What's at stake with steak? In Dallas that's a foolish question. Our existence depends on it. Without steak, Dallas is just Six Flags and Big Tex. The former isn't even in Dallas, and the latter doesn't go very well with a first-growth Bordeaux. So you know how important steak is. And there's a lot of bad steak out there. Trust us. We've had the leftovers. (No matter how unfortunate a steak might be, you still can't afford the misfortune of not bringing it home after you've spent a fortune on the dang thing.) Fortunately, you're virtually guaranteed a flood of drool at Pappas Bros. Steakhouse. Pappas has its own dry-aging locker on the premises, which is ostensibly loaded with the one thing missing from most prime steak houses: rich, dry-aged prime. It has all of the succulence, the robust flavor that you'd expect from the type of steak Dallas swoons over. This is special. Juices gush. Whatever cut you have carved, the flavor spectrum is broad, right through to the lingering finish. No leftovers tomorrow, just a messy T-shirt.
Readers' Pick
Bob's Steak and Chop House
4300 Lemmon Ave.
214-528-9446
What makes Pappadeaux's Greek salad the best? Absolutely fresh lettuce, not a brown leaf in the bunch; a tangy, well-balanced lemon vinaigrette dressing; a generous sprinkling of high-quality feta cheese; and all the other ingredients--capers, scallions, tomatoes, celery, pepperoncini--mixed tableside so nothing ends up soggy. The huge creation, available in portions for one or two, is garnished with a single boiled shrimp and finished with a squeeze of lemon. Other places in town turn out a praiseworthy Greek salad, such as The Metropolitan Cafe at 2032 Main St. and Ziziki's, but none of them equals Pappadeaux's.

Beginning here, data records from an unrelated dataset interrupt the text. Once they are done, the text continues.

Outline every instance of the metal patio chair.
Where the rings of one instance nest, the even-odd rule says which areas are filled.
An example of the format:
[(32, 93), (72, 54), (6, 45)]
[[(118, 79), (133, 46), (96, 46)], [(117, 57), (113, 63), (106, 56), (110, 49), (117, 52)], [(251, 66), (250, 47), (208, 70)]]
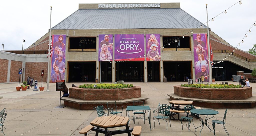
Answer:
[[(123, 115), (123, 106), (116, 106), (116, 103), (115, 102), (110, 102), (107, 103), (107, 107), (108, 110), (108, 115), (110, 113), (113, 114), (113, 115), (115, 114), (116, 115), (118, 113), (121, 113), (121, 116), (122, 116)], [(122, 108), (122, 111), (118, 112), (118, 108)]]
[(228, 134), (228, 135), (229, 134), (228, 133), (228, 130), (227, 130), (226, 128), (225, 128), (225, 126), (224, 125), (224, 124), (226, 123), (226, 116), (227, 115), (227, 111), (228, 109), (226, 109), (226, 111), (225, 111), (225, 113), (224, 114), (224, 116), (223, 117), (223, 119), (222, 121), (218, 120), (212, 120), (211, 122), (212, 124), (212, 127), (213, 128), (214, 133), (214, 135), (215, 135), (215, 126), (216, 124), (223, 125), (223, 127), (222, 127), (222, 126), (221, 126), (221, 126), (224, 129), (224, 130), (227, 133), (227, 134)]
[[(190, 126), (190, 123), (191, 123), (191, 120), (192, 120), (192, 122), (193, 122), (193, 125), (194, 125), (194, 127), (195, 127), (195, 129), (196, 129), (196, 127), (195, 126), (195, 125), (194, 124), (194, 121), (193, 120), (193, 116), (190, 114), (189, 114), (190, 113), (189, 111), (190, 110), (195, 108), (195, 107), (192, 105), (187, 105), (184, 107), (184, 114), (185, 116), (184, 117), (182, 117), (181, 118), (180, 118), (180, 122), (181, 123), (181, 125), (182, 126), (182, 130), (183, 130), (183, 125), (182, 124), (183, 119), (186, 119), (188, 121), (188, 131), (189, 131), (189, 127)], [(191, 117), (189, 117), (190, 115)], [(186, 123), (186, 127), (188, 127), (187, 126), (187, 122), (185, 122)]]
[[(4, 120), (5, 119), (5, 118), (6, 117), (6, 115), (7, 114), (6, 113), (2, 113), (0, 114), (0, 119), (1, 120), (0, 120), (0, 129), (1, 130), (2, 132), (2, 132), (3, 133), (4, 133), (4, 135), (5, 135), (5, 134), (4, 134), (4, 128), (3, 128), (3, 126), (4, 126)], [(1, 128), (1, 126), (2, 126), (2, 128)]]
[(104, 109), (108, 110), (108, 109), (105, 108), (102, 105), (100, 106), (98, 106), (97, 107), (94, 107), (93, 109), (96, 110), (97, 111), (97, 113), (98, 114), (98, 117), (101, 117), (103, 115), (105, 116), (108, 116), (108, 114), (105, 113), (105, 111)]
[[(169, 122), (170, 122), (170, 126), (171, 127), (171, 121), (169, 118), (169, 117), (168, 116), (165, 116), (165, 115), (170, 116), (170, 106), (169, 105), (165, 104), (161, 105), (160, 103), (159, 104), (157, 107), (153, 112), (154, 113), (154, 116), (153, 117), (153, 119), (154, 120), (154, 129), (155, 128), (155, 120), (156, 119), (157, 119), (157, 120), (158, 120), (158, 122), (159, 123), (159, 125), (160, 125), (160, 122), (159, 122), (159, 119), (162, 119), (166, 121), (167, 125), (166, 128), (166, 130), (167, 130), (167, 129), (168, 128), (168, 122), (167, 121), (167, 119), (169, 119)], [(155, 116), (155, 113), (156, 113), (156, 114), (157, 114), (157, 115), (156, 115), (157, 116)], [(161, 115), (161, 114), (159, 115), (159, 114), (162, 114), (163, 115)], [(154, 118), (156, 118), (154, 119)], [(166, 119), (166, 121), (165, 120), (165, 119)]]
[[(143, 101), (135, 101), (133, 103), (133, 106), (144, 106), (144, 102)], [(143, 119), (144, 119), (144, 124), (145, 123), (145, 114), (146, 113), (146, 111), (143, 110), (137, 110), (133, 111), (132, 113), (133, 114), (133, 121), (134, 124), (135, 124), (134, 121), (134, 116), (135, 114), (143, 114)]]

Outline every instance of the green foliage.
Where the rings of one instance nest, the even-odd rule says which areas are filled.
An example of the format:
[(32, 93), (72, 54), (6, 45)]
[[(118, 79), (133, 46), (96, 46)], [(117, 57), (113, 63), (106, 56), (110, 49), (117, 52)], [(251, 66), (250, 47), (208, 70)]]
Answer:
[(97, 89), (117, 89), (131, 88), (133, 87), (132, 84), (84, 84), (79, 86), (79, 88), (94, 89), (94, 85), (97, 85)]
[(253, 44), (252, 48), (251, 49), (249, 49), (249, 51), (248, 52), (251, 54), (256, 55), (256, 44)]
[(252, 72), (251, 74), (252, 76), (254, 77), (256, 76), (256, 69), (253, 69), (253, 70), (252, 70)]
[(241, 85), (233, 84), (182, 84), (181, 86), (183, 87), (200, 88), (241, 88)]

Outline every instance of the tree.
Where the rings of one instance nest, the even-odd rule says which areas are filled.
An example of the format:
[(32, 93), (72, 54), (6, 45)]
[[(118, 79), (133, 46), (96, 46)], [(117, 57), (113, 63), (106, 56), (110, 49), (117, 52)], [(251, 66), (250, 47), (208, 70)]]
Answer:
[(256, 44), (253, 44), (252, 48), (251, 49), (249, 49), (249, 51), (248, 52), (251, 54), (256, 55)]

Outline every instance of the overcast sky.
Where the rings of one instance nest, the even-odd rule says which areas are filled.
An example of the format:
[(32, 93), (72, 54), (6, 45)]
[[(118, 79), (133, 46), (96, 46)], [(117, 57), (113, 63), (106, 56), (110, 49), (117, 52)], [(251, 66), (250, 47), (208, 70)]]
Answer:
[[(122, 3), (180, 2), (181, 8), (201, 22), (207, 21), (205, 4), (208, 4), (209, 19), (224, 11), (238, 1), (236, 0), (127, 1)], [(213, 32), (235, 47), (256, 20), (256, 1), (243, 0), (209, 22)], [(4, 50), (21, 50), (33, 44), (47, 32), (50, 27), (50, 6), (52, 6), (51, 27), (78, 9), (79, 3), (120, 3), (119, 0), (38, 1), (1, 1), (0, 45)], [(238, 48), (245, 51), (256, 44), (256, 26)], [(0, 46), (2, 50), (3, 46)]]

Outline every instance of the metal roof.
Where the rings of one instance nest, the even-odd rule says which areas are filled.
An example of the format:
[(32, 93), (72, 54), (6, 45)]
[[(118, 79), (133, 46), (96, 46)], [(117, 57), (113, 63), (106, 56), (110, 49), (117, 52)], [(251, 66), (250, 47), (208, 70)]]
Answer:
[(52, 29), (189, 28), (202, 23), (179, 8), (80, 9)]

Oishii mixes Japanese and Vietnamese with a little Chinese. The latter two are closely linked, while the former is more distant. Does this sound confusing? It shouldn't. OK, sushi is a little hard to square with kung pao chicken. There's lemongrass tofu, too, which is hard to square with anything. Yet the sushi is good. And the pork ribs in spicy salt and shaken beef are stellar, as are the Vietnamese spring rolls. But pho, that ceremonial, aromatic soup that's ladled for every meal among the Vietnamese, is how you test the spine of Vietnamese fare. And it's here where Oishii goes over the top. When pho is good, it's all minimalist guts and glory, the Dalai Lama of soups. Slurping pho is like having your soul breast-fed. Pho is loaded with feathery hints of lushly sweet aromas and carnivore brawn. Tangled there among slick and supple rice noodles are square scraps of beef as thin as pounded sheet metal plus beef tendon as tender as noodles (you can get it in chicken duds, too). From a separate plate heaped high with green and white flora, you add cilantro clippings, dark green basil leaves, bean sprouts, jalapeños and squirts from lime wedges. Pho is sense-surround soup: You breathe in billowing gusts of perfumed steam while spray stings your wrists from the splashes of noodles, sprouts and beef slipping off the spoon as you try to cram its addictive warmth into your mouth. Can your kung pao do that?
Readers' Pick
Green Papaya Cafe
3211 Oak Lawn Ave.
214-521-4811
Pretty much any event that combines two of our favorite pastimes--food and setting things aflame--will win our rapt devotion. Dislike bananas, like bananas Foster. Loathe the French, adore crêpes suzette. So, any dessert that brings a butane torch into the kitchen, namely crème brûlée, is tops on our list, especially when it's the coffee-tinged crème brûlée served at Cuba Libre. The rich, firm mocha custard mingled with the crunchy caramelized sugar topping is a smooth, luscious counterpoint to Cuba Libre's spicy entrées.